The cops’ testimony has shown that they didn’t expect any of the three to survive. Michael Oliver fired 31 times, emptying his gun, reloading and emptying it again. Oliver’s grand jury testimony was read into the trial record. When asked in the grand jury if he was shooting to kill, he said the police are trained to aim for “center mass,” meaning vital organs, and “to keep shooting until you eliminate the threat.” Michael Carey, one of the cops on the scene who was not charged, testified that he only stopped shooting when another cop stepped into his line of fire.

The police are not lying when they testify that what happened that night is exactly what they are trained and supposed to do. Sean’s murder at Club Kalua, and the shooting of Joseph Guzman and Trent Benefield, have nothing to do with “poorly trained police” or “poorly managed operations.” Millions of young Blacks and Latinos who can’t be profitably exploited by a globalized imperialist system are criminalized and incarcerated. One in nine Black men in his twenties is now in prison or jail, and thousands have been killed by the police. The Stolen Lives Project (stolenlives.org) has documented the deaths of over 2,000 people—mostly young, mostly Black and Latino—at the hands of the police in the 1990s. The project is working to document the many more killed since then.

As a special ed teacher who has been attending the trial told Revolution: “These kids, even at a very young age, like six or seven, look out at the world and feel helpless and hopeless. They don’t see any future for themselves.
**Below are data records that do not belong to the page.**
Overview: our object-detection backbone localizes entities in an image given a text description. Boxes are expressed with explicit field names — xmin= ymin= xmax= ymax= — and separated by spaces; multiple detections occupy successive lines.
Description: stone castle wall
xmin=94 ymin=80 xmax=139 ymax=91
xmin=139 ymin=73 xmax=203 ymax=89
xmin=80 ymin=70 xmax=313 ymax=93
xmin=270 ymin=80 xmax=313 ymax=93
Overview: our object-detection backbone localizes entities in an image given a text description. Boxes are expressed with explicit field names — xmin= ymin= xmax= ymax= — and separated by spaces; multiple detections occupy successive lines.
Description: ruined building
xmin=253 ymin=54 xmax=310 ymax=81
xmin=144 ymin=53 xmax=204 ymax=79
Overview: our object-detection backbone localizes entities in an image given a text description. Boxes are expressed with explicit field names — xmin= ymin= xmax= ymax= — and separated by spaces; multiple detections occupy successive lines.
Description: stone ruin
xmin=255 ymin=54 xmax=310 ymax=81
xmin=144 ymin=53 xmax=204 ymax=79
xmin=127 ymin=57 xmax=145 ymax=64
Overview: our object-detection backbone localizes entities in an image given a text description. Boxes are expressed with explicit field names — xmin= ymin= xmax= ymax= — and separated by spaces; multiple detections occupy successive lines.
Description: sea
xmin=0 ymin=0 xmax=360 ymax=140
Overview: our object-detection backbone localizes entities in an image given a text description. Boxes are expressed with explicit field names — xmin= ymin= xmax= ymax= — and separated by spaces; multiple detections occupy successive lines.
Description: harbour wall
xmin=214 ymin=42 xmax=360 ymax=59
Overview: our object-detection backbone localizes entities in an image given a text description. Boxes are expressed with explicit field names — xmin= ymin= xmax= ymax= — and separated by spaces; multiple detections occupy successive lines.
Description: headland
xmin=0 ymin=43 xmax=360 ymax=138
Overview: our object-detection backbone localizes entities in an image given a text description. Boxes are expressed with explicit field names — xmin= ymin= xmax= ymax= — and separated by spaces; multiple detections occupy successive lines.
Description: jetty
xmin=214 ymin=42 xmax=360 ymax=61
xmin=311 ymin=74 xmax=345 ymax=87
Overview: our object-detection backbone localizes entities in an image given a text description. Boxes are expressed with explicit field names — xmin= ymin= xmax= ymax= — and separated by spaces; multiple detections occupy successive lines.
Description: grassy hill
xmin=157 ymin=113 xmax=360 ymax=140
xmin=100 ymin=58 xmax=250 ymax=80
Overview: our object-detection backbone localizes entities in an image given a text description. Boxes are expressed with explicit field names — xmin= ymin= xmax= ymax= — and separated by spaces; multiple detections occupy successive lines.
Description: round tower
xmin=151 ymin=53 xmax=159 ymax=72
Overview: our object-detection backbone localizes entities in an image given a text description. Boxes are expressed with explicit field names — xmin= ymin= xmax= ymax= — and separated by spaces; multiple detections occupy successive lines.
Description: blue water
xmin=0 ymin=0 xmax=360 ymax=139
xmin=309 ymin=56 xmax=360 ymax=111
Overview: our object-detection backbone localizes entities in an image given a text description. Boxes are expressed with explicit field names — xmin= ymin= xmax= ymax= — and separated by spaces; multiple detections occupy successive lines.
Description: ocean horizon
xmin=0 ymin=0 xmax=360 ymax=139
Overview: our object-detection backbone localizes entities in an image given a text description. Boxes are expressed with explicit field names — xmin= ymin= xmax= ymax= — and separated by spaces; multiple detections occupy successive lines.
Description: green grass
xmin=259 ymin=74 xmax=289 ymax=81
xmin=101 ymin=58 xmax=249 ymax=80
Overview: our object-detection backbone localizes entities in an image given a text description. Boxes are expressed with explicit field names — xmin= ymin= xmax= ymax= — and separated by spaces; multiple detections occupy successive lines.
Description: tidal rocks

So then some of them end up doing things maybe they shouldn’t do, but how can you blame them? Ultimately, they’re not the ones to blame.”

The only reason there is a trial at all of the police who killed Sean Bell and almost killed Joseph Guzman and Trent Benefield, the only reason Sean and his friends aren’t just three more hidden or forgotten victims, is because thousands of outraged people took to the streets after the murder. This case must not be allowed to end with acquittals or just a wrist slap for the cops. If that happens, it would be a profound and intolerable injustice carried out by this vicious system. Enough is enough.